Unified key-value interface

Currently there are 5 (or more?) ways of handling key-value pairs in SWI-Prolog:

They all provide roughly the same set of functionality, but with different performance/storage costs. Their interfaces are inconsistent, e.g.

  • member(K-V, List), memberchk(K-V, List), ord_memberchk(K-V, List).
  • get_assoc(Key, Assoc, Value), gen_assoc(Key, Assoc, Value)
  • rb_lookup(Key, Value, Rbtree), rb_in(Key, Value, Rbtree)
  • get_dict(Key, Dict, Value)

I propose creating a new library(kv_pairs) that provides a unified set of lookup/update/delete predicates.

I have two reasons for doing this:

  1. It’s not obvious which data structure provides best performance, so it’s nice to be able to change algorithms by changing only the data structure creation calls.
  2. Leverage the existing test cases for all the algorithms.

If this new library seems like a good idea, I’ll write up a proposal for the unified predicates.

3 Likes

Indeed, I’d love interchanging assoc with rbtrees to compare.

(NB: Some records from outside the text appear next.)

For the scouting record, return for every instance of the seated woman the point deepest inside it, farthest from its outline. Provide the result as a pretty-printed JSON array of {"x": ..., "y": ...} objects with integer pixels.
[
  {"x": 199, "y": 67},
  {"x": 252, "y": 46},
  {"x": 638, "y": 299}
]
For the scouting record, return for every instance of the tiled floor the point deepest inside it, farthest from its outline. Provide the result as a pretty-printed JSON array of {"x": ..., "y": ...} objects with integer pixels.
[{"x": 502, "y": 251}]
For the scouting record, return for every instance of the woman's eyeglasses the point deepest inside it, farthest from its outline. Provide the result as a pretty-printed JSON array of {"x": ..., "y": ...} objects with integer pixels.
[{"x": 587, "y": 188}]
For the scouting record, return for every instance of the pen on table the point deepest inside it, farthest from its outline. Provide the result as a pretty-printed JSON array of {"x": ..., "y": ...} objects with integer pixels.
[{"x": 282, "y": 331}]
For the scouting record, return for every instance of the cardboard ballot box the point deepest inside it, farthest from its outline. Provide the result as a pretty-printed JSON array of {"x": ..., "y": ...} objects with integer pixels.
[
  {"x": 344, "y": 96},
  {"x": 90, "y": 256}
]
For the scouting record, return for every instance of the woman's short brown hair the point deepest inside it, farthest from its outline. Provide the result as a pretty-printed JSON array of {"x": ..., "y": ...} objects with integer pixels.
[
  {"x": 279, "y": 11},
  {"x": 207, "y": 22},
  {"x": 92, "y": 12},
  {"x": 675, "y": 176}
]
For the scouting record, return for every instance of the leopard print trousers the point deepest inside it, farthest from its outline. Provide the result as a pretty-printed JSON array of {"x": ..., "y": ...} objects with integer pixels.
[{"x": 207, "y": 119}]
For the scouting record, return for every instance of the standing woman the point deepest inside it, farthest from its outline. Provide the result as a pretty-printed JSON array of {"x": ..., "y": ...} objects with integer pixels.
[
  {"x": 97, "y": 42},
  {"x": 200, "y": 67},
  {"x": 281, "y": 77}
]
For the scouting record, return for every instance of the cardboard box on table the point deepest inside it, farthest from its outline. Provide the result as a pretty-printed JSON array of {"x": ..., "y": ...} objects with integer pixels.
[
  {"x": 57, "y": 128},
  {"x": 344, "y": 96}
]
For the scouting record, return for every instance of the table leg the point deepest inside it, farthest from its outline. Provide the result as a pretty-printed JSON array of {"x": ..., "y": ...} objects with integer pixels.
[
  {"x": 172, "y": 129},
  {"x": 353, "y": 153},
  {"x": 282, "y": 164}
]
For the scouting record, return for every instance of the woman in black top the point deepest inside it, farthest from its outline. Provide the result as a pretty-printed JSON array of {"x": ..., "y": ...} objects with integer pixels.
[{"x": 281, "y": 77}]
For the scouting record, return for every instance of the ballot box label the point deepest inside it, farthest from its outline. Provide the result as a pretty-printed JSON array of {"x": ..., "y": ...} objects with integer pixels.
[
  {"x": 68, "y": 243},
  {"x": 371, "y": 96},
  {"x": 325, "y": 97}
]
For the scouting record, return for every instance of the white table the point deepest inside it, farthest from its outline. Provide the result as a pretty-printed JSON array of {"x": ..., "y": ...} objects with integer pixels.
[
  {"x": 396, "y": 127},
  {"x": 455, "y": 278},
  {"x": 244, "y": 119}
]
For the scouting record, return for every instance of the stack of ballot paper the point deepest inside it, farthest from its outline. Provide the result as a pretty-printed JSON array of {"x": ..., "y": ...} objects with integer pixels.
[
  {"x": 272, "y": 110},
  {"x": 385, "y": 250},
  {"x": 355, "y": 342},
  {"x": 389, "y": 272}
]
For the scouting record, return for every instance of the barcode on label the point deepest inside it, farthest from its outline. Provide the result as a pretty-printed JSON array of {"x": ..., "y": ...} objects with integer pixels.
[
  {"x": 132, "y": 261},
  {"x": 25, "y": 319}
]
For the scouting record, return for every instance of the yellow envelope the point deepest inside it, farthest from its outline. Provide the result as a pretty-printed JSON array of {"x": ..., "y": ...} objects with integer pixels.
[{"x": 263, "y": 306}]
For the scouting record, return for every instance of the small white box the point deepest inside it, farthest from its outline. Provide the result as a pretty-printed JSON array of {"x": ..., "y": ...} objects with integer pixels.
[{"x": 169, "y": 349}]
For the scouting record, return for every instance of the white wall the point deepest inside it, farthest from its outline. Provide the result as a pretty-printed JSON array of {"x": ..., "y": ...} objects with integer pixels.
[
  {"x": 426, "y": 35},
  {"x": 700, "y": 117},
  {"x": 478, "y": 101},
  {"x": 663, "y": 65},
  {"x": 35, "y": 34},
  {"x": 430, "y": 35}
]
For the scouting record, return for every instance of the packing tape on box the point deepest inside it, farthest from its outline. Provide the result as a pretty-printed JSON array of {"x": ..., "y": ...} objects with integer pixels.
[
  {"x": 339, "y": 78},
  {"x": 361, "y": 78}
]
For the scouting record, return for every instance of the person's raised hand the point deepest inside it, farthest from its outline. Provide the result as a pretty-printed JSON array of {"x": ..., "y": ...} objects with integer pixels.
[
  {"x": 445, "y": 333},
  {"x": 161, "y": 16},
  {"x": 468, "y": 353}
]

Right now i have a wrapper for assoc, and my plan is to adapt rbtrees to the wrapper – although, the application (semantic) of the wrapper is somewhat different to both, so its a kind of third implementation.

If they all can be consistently put under one API structure + semantic that would be great.

One could then even envision a switch during runtime as well

If I recall correctly, YAP decided to rewrite library(assoc) as a thin interface to library(rbtrees), so the two disappear. Maybe we should do the same. I have been hesitating about this for a long time. Library(assoc) feels so “good old” and so many people contributed to it.

Before doing so we should make sure we gain performance or at least only use marginally. One of the issues is that get_assoc/3 uses a C helper when present, whereas rb_lookup/3 does not. Maybe the helper works there too. Maybe it needs a little tweaking.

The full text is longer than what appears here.